Building the economic case for primary health care: a scoping reviewを読んで
SNSをやっていると、最新の文献などをシェアしてくださり、こちらとしても勉強のきっかけをいただけてありがたいです。
今回テーマにしている文献は、大浦先生がシェアくださり、非常に興味深くて早速読ませていただきました。そして翌日には大浦先生自身が分かりやすくまとめてくださっており、とても勉強になりました。いつもありがとうございます。
↓以下リンクです↓
https://moura.hateblo.jp/entry/2019/09/05/235254
個人的には、この文献の中で「効率性」や「公平性」といった言葉が出てきており、大学院でも出てきたキーワードです。今回は、このキーワードに絞って、この文献についてまとめてみます。
医療の効率性とは
医療における「効率性」とはなんでしょうか?以前自分がまとめたものがありますが、効率性というと、医療よりも経済学で出てきそうな単語ですよね。教科書的にも、狭義の効率性を「経済学の効率性(Farrel, 1957)」、広義の効率性を「その他の条件が同じならばより優れた結果をあげた場合」としています(『医療の効率性測定』より)。
狭義の効率性をもう少し細かく説明すると、
・技術的効率性technical efficiency(与えられた生産要素の投入水準のもとで、財・サービスの産出量の最大化)

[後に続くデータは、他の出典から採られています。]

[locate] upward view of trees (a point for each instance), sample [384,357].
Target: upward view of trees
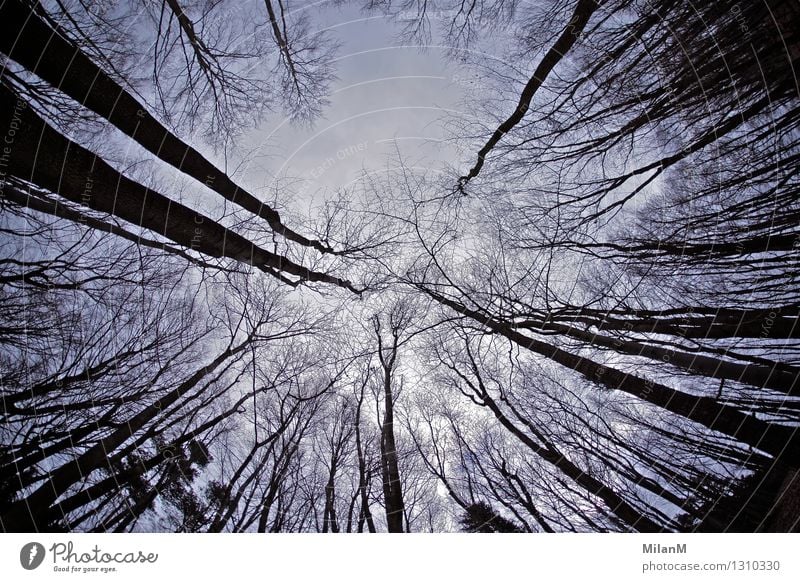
[591,322]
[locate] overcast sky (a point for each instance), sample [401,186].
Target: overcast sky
[388,94]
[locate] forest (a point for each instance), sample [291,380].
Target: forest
[586,319]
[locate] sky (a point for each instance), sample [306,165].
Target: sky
[390,96]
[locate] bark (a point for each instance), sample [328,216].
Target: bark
[32,43]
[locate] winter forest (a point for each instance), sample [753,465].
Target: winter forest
[572,307]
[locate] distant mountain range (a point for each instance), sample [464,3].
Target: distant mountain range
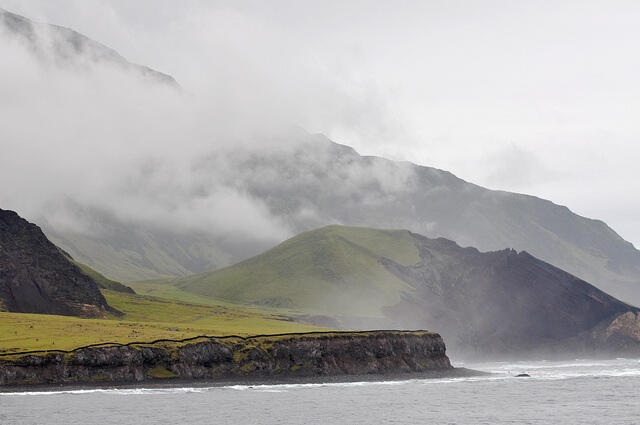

・資源配分効率性allocative efficiency(与えられた生産水準のもとで、生産要素の費用の最小化)
に分けられ、2つを乗したものを「経済効率economical efficiency」と言います。
なんだか難しい単語ばかりになってしまいました。今回のプライマリヘルスケアの文献で言うと、プライマリヘルスケアやプライマリケアという「資源」を投入することで、入院を減らすとか救急外来の受診が減るとか、医療サービスにおける有効な結果を出せているかということです。医療・保健サービスも人的・技術的コストがかかっているので、それらを踏まえる必要があります。
そういう視点で効率性の向上を示す根拠になっている文献をみてみます。例えば、イギリスのcase management(個々人の長期的なケアのプランを立てるためのツール)、ケアの継続性(Worrall G, Knight J. Continuity of care for older patients in family practice: how important is it? Can Fam Physician. 2006 Jun;52:754-5.によると、継続性には15もの測定方法があるとされており、そのあり方は単一ではない)、近接性や患者中心の医療(これも継続性同様、測定方法が様々であり、そのあり方は単一ではない)など、医療・保健サービスとして実臨床で我々が「何をどのように資源として提供」すればいいのかを、個別に考える必要があるようです。
公平性について
公平性についても、根拠としているシステマティックレビューでは移民を対象にしていたり、個別の研究では人種や経済状況との関連が示唆されたりしており、そもそもプライマリケアを単に一律に提供すればいいのではなく、ハイリスクな人々のことを提供側が意識することがまず必要であることを示しています。
Richard L, et al. Equity of access to primary healthcare for vulnerable populations: the IMPACT international online survey of innovations. Int J Equity Health. 2016 Apr 12;15:64.のように、ケアの対象者と提供側のギャップを埋めることを示唆する文献もあり、日本全体やそれぞれの地域ごとの「プライマリヘルスケア」を模索していかなければならないですね。
プライマリケアとは
いくつかの定義があるのですが、Starfielrdの定義によれば、
・新しい健康問題に対するケアの最初の接触
・ほとんどの健康問題に対する包括的なケア
・ケアの継続性
・長期的な個人中心のケア
・ケアの調整
(Starfield B, Shi L, Macinko J. Contribution of primary care to health systems and health. Milbank Q. 2005;83:457–502.)
とされています。
基本的なことですが、こういったことを真剣に学び、現場に活かすことが、単に健康アウトカムを改善させるだけでなく、医療システムの効率性や公平性にも有効であるということを示している文献でした。